7. Industrial property rights, compensation for performances before finalization of contract, secrecy

7.1 We retain the ownership and all industrial property rights and copyright of all designs, drawings, devices, samples, illustrations, technical documentation, estimates and invoices made or supplied by us. This also applies when the customer has paid the design costs, etc. The customer may only use the designs, etc., in the agreed manner. He may not produce the goods himself nor allow then to be produced without our written authorization.

7.2 If we supply products made from drawings, samples, models, or tools, patterns or other devices with which the customer has provided us then it is the customer´s responsibility to us that their manufacture and supply has not infringed the industrial property rights and other rights of third parties. He must compensate us for all damages resulting from such legal infringements.

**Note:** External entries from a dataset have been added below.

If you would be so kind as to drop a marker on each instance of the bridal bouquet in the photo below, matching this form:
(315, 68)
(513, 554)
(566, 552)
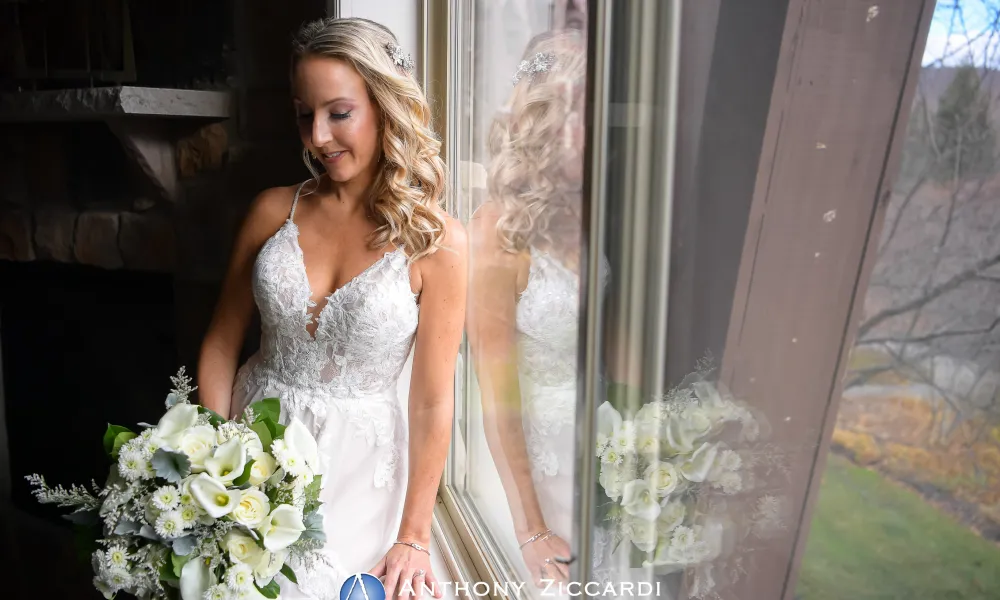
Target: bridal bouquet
(687, 478)
(199, 507)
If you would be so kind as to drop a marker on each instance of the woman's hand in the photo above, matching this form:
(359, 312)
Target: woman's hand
(540, 558)
(405, 571)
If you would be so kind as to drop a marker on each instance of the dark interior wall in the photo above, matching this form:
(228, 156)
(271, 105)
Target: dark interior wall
(726, 80)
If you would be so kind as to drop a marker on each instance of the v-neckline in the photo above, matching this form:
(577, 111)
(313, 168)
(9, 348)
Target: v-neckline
(328, 299)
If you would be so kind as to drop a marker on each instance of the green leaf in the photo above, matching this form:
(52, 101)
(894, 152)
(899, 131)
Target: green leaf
(245, 477)
(213, 417)
(111, 433)
(167, 573)
(263, 433)
(289, 573)
(172, 466)
(120, 440)
(312, 494)
(270, 590)
(268, 408)
(177, 563)
(314, 527)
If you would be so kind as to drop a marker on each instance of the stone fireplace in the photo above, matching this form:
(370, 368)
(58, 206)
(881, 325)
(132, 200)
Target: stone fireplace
(124, 172)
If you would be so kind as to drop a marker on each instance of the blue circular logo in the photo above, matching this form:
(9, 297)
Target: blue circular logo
(362, 586)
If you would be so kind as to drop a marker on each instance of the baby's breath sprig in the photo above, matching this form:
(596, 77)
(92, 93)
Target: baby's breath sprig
(182, 389)
(76, 495)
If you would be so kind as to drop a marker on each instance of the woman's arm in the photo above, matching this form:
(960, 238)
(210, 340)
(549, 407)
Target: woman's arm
(220, 350)
(443, 278)
(496, 278)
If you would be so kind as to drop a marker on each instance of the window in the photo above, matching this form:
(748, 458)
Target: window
(518, 125)
(674, 220)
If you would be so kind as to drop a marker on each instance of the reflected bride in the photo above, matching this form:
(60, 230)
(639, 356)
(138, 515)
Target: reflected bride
(524, 303)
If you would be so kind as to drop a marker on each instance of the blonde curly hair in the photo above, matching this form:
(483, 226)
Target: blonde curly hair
(531, 145)
(410, 183)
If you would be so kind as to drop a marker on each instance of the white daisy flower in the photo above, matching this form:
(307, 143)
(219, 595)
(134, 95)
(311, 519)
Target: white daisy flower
(170, 524)
(189, 515)
(239, 577)
(166, 498)
(117, 558)
(217, 592)
(131, 464)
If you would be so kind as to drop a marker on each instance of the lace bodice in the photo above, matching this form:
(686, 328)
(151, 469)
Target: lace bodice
(548, 313)
(363, 333)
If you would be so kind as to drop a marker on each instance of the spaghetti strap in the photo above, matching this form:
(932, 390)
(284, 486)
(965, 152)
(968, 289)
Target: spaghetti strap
(295, 201)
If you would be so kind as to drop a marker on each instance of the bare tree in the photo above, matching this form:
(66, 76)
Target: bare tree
(932, 313)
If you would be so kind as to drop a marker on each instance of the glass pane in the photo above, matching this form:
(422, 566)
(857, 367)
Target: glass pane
(520, 148)
(909, 505)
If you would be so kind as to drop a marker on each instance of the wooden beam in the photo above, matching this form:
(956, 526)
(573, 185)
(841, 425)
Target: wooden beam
(844, 83)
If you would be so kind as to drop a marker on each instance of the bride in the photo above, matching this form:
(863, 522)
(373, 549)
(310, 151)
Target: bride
(349, 271)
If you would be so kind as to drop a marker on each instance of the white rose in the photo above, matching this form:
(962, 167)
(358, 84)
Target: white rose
(671, 516)
(663, 478)
(197, 443)
(639, 500)
(697, 467)
(647, 441)
(282, 527)
(213, 497)
(642, 533)
(242, 547)
(263, 467)
(613, 480)
(252, 508)
(268, 565)
(298, 440)
(174, 423)
(227, 461)
(196, 578)
(291, 461)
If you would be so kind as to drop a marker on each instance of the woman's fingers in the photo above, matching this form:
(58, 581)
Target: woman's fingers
(392, 581)
(434, 584)
(418, 585)
(379, 569)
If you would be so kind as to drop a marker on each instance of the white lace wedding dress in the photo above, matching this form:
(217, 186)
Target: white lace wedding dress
(341, 382)
(548, 329)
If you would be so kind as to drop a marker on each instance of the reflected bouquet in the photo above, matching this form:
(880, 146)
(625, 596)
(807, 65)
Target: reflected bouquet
(685, 479)
(199, 507)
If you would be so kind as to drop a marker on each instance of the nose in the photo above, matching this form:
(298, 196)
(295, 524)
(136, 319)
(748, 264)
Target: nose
(321, 134)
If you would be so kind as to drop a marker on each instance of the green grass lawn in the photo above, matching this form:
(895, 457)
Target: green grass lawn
(871, 539)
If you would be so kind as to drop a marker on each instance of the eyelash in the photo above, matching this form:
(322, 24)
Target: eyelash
(337, 116)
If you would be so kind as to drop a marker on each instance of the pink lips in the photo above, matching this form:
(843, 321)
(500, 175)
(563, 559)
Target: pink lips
(332, 159)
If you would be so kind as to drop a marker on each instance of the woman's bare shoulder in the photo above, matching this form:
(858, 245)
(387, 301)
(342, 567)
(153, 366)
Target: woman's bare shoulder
(267, 213)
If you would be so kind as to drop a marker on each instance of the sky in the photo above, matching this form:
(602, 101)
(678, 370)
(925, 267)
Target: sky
(964, 29)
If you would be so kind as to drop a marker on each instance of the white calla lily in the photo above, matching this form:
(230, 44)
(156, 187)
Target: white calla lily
(298, 439)
(196, 578)
(227, 462)
(174, 423)
(213, 497)
(263, 468)
(282, 527)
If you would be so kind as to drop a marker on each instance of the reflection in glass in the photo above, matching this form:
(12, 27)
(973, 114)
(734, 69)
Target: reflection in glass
(524, 301)
(912, 485)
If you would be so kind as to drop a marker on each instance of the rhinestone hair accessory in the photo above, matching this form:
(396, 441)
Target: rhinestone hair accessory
(542, 62)
(399, 57)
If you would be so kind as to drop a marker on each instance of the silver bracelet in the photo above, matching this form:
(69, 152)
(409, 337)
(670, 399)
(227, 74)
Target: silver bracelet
(414, 546)
(536, 537)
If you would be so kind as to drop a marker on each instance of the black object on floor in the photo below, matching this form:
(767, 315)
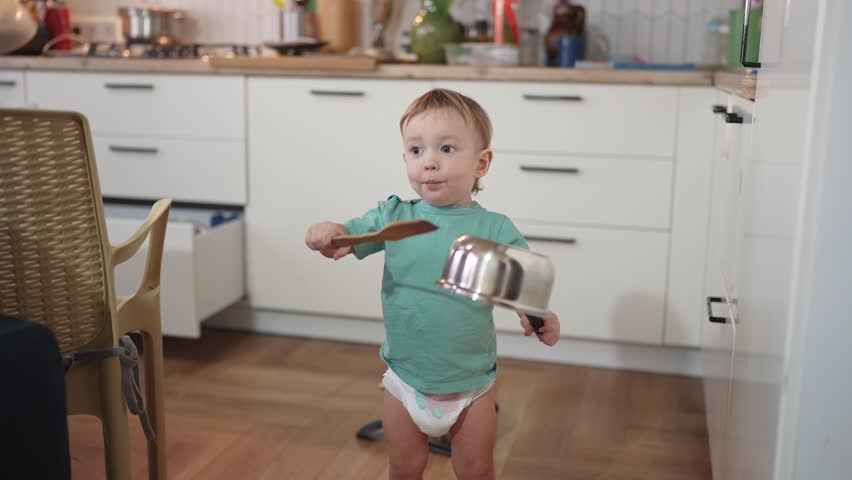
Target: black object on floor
(33, 420)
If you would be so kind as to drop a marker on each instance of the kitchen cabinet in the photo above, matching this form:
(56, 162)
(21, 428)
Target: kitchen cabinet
(603, 290)
(321, 150)
(599, 204)
(626, 163)
(202, 270)
(778, 256)
(12, 89)
(203, 106)
(168, 136)
(719, 331)
(574, 118)
(176, 136)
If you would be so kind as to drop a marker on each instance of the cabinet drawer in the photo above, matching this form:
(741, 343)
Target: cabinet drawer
(322, 180)
(578, 118)
(184, 170)
(563, 189)
(202, 270)
(610, 284)
(134, 104)
(12, 89)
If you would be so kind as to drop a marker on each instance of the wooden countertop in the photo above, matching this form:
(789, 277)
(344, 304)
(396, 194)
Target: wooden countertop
(738, 81)
(390, 71)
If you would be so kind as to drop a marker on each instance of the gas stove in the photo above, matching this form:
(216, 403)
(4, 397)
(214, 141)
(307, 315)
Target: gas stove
(200, 51)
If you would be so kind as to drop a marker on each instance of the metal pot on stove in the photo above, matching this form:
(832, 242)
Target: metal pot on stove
(150, 24)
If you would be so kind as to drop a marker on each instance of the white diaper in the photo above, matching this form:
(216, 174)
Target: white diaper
(433, 413)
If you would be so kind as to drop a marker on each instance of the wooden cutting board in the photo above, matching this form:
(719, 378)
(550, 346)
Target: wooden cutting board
(346, 63)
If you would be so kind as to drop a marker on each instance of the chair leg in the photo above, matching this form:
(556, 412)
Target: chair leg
(154, 403)
(114, 422)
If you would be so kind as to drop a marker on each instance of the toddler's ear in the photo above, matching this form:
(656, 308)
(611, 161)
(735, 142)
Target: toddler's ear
(484, 162)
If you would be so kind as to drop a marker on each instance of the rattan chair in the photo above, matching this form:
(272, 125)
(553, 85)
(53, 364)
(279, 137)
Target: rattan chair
(56, 267)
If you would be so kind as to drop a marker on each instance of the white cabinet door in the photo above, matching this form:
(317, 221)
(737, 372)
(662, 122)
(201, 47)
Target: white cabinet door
(201, 106)
(150, 168)
(761, 447)
(320, 150)
(691, 207)
(610, 191)
(12, 89)
(609, 285)
(574, 118)
(718, 331)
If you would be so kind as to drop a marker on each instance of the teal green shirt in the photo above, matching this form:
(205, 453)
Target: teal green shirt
(435, 340)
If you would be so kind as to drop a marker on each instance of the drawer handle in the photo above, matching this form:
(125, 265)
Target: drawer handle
(559, 98)
(535, 238)
(710, 316)
(129, 86)
(568, 170)
(733, 118)
(120, 149)
(337, 93)
(744, 45)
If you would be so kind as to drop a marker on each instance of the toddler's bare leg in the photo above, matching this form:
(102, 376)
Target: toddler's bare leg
(407, 450)
(473, 438)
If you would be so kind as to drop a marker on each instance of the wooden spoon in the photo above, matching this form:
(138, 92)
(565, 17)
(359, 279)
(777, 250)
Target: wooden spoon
(390, 232)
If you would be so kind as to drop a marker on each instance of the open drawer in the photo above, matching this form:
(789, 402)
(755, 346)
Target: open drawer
(202, 269)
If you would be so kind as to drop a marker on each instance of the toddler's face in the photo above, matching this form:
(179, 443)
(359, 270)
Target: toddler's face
(443, 157)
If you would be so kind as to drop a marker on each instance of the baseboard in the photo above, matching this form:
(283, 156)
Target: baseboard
(658, 359)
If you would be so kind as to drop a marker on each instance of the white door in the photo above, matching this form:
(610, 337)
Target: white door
(772, 171)
(718, 332)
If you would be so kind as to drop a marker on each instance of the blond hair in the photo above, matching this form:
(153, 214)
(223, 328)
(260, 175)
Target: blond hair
(470, 111)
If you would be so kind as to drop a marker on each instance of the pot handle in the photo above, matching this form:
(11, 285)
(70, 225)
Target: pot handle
(537, 323)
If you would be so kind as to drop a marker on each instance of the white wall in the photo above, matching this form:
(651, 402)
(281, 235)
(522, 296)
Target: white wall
(656, 30)
(818, 435)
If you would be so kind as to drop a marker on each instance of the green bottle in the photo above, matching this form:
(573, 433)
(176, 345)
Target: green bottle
(433, 27)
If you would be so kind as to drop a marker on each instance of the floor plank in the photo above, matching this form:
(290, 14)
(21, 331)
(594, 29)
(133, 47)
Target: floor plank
(269, 407)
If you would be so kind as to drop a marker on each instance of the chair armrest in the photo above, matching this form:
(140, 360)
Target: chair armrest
(153, 228)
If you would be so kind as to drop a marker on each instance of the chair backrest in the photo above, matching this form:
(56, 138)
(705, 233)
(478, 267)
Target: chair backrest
(53, 245)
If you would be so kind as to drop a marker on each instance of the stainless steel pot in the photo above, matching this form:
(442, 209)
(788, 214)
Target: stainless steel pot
(500, 274)
(154, 25)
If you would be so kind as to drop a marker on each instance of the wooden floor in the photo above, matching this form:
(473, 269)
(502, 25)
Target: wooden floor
(242, 406)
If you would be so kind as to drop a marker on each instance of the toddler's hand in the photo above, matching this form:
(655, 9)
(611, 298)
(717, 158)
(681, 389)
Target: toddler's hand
(319, 238)
(549, 331)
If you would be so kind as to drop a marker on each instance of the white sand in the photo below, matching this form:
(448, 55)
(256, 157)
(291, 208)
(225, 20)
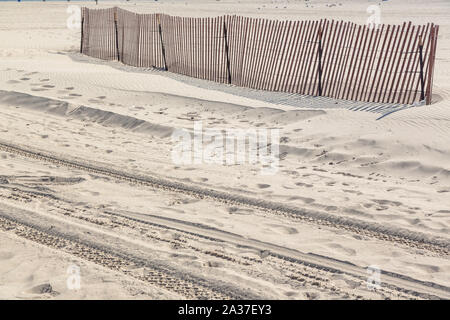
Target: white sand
(394, 171)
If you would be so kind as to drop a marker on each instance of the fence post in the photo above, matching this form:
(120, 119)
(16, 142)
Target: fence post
(225, 34)
(320, 61)
(82, 30)
(432, 58)
(117, 34)
(162, 43)
(422, 81)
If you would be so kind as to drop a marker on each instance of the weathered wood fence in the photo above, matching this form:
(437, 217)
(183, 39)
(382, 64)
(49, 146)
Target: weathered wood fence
(343, 60)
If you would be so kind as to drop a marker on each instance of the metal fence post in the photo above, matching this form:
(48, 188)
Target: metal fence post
(117, 35)
(162, 43)
(320, 61)
(422, 81)
(82, 30)
(225, 33)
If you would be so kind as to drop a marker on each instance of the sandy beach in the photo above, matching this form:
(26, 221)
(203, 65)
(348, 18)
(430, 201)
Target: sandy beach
(87, 176)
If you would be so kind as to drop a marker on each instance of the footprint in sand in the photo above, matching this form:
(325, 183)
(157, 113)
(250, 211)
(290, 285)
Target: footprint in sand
(301, 184)
(45, 288)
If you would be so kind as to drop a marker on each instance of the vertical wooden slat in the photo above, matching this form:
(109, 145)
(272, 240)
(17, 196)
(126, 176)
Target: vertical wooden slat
(343, 35)
(365, 93)
(401, 75)
(363, 56)
(305, 45)
(383, 59)
(291, 58)
(260, 82)
(429, 90)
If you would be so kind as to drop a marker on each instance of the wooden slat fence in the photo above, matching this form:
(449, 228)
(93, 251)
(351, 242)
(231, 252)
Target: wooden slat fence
(337, 59)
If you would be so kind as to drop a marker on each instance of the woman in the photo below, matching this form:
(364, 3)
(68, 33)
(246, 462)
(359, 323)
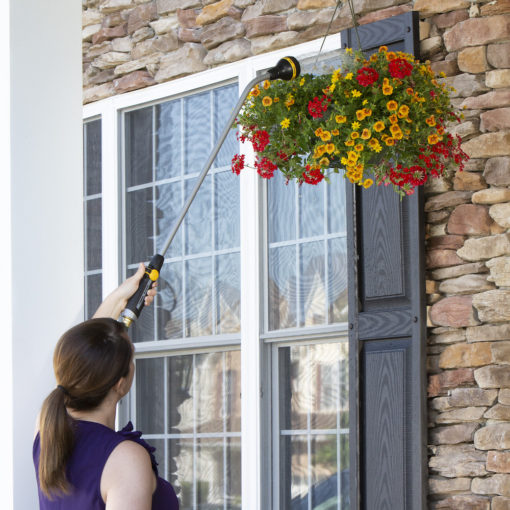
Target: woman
(81, 462)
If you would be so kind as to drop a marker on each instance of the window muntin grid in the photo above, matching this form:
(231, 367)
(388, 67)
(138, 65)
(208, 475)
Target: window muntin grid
(189, 407)
(166, 146)
(307, 254)
(92, 213)
(313, 416)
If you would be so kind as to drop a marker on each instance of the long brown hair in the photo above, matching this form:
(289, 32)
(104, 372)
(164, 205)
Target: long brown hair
(88, 361)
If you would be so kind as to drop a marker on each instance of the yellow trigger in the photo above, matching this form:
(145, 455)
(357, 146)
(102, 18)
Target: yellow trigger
(153, 275)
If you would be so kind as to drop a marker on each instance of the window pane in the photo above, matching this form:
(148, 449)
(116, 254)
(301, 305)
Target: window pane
(180, 453)
(209, 372)
(197, 136)
(312, 284)
(94, 232)
(226, 204)
(168, 208)
(313, 413)
(168, 140)
(150, 395)
(228, 295)
(282, 288)
(198, 220)
(169, 301)
(199, 289)
(139, 232)
(200, 394)
(93, 153)
(225, 99)
(311, 210)
(337, 280)
(139, 159)
(281, 209)
(198, 300)
(94, 290)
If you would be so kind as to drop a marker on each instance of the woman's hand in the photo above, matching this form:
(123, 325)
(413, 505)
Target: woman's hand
(115, 302)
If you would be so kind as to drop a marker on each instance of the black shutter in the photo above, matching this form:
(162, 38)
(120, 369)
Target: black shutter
(387, 324)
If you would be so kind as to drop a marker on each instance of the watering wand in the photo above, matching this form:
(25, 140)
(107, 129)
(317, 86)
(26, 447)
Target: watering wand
(287, 68)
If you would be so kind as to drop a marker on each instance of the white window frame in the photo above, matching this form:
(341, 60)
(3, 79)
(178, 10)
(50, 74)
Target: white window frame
(255, 358)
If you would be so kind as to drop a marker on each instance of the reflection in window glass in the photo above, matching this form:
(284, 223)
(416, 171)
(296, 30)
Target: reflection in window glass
(165, 147)
(314, 420)
(307, 263)
(92, 215)
(189, 407)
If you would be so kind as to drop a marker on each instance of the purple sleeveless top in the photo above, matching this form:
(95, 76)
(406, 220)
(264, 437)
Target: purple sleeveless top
(93, 445)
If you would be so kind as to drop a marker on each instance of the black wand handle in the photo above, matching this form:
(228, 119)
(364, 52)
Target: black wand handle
(137, 301)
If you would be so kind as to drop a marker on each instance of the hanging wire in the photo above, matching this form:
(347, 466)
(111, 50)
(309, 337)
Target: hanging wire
(355, 26)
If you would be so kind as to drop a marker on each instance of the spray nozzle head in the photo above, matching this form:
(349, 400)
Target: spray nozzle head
(287, 68)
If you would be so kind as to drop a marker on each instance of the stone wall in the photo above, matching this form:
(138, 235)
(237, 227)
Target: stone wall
(130, 44)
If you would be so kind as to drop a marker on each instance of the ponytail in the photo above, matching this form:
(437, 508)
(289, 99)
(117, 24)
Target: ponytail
(57, 439)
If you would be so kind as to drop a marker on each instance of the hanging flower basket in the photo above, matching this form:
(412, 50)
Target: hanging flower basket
(381, 120)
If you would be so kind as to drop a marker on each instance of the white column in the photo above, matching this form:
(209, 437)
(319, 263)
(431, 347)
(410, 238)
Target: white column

7.3 For performances carried out within the framework of the contractual negotiations such as designs or offers we can demand the customary payment for such performances even without making a subsequent delivery, in particular if the customer utilizes these performances as the basis for obtaining competitive offers.

7.4 The customer is to keep secret all information he receives from us as a result of our business connection and which is not public knowledge.


8. Tools, patterns

8.1 We retain the ownership of all patterns, tools and other devices made by us or supplied by third parties which are necessary for carrying out an order. This also applies even when the customer has paid part or all of the costs. There is no obligation on our part to transfer ownership of the items to the customer. We will store these items until the agreed contractual amount has been reached. No obligation for us to make subsequent deliveries or to store the items for longer than 2 years exists,
provided that no special agreement has been made.

8.2 Tools, patterns or other devices which the customer has provided us with wilI be kept within the framework of our own customary care. Liability arising from wear and tear is excluded. We wilI service the tools, etc., only on the basis of a special agreement. The risk of accidental loss remains with the customer. The customer is also responsible for insuring his tools, etc. Until our justified claims have been fully met we have the right of retention of the tools, etc.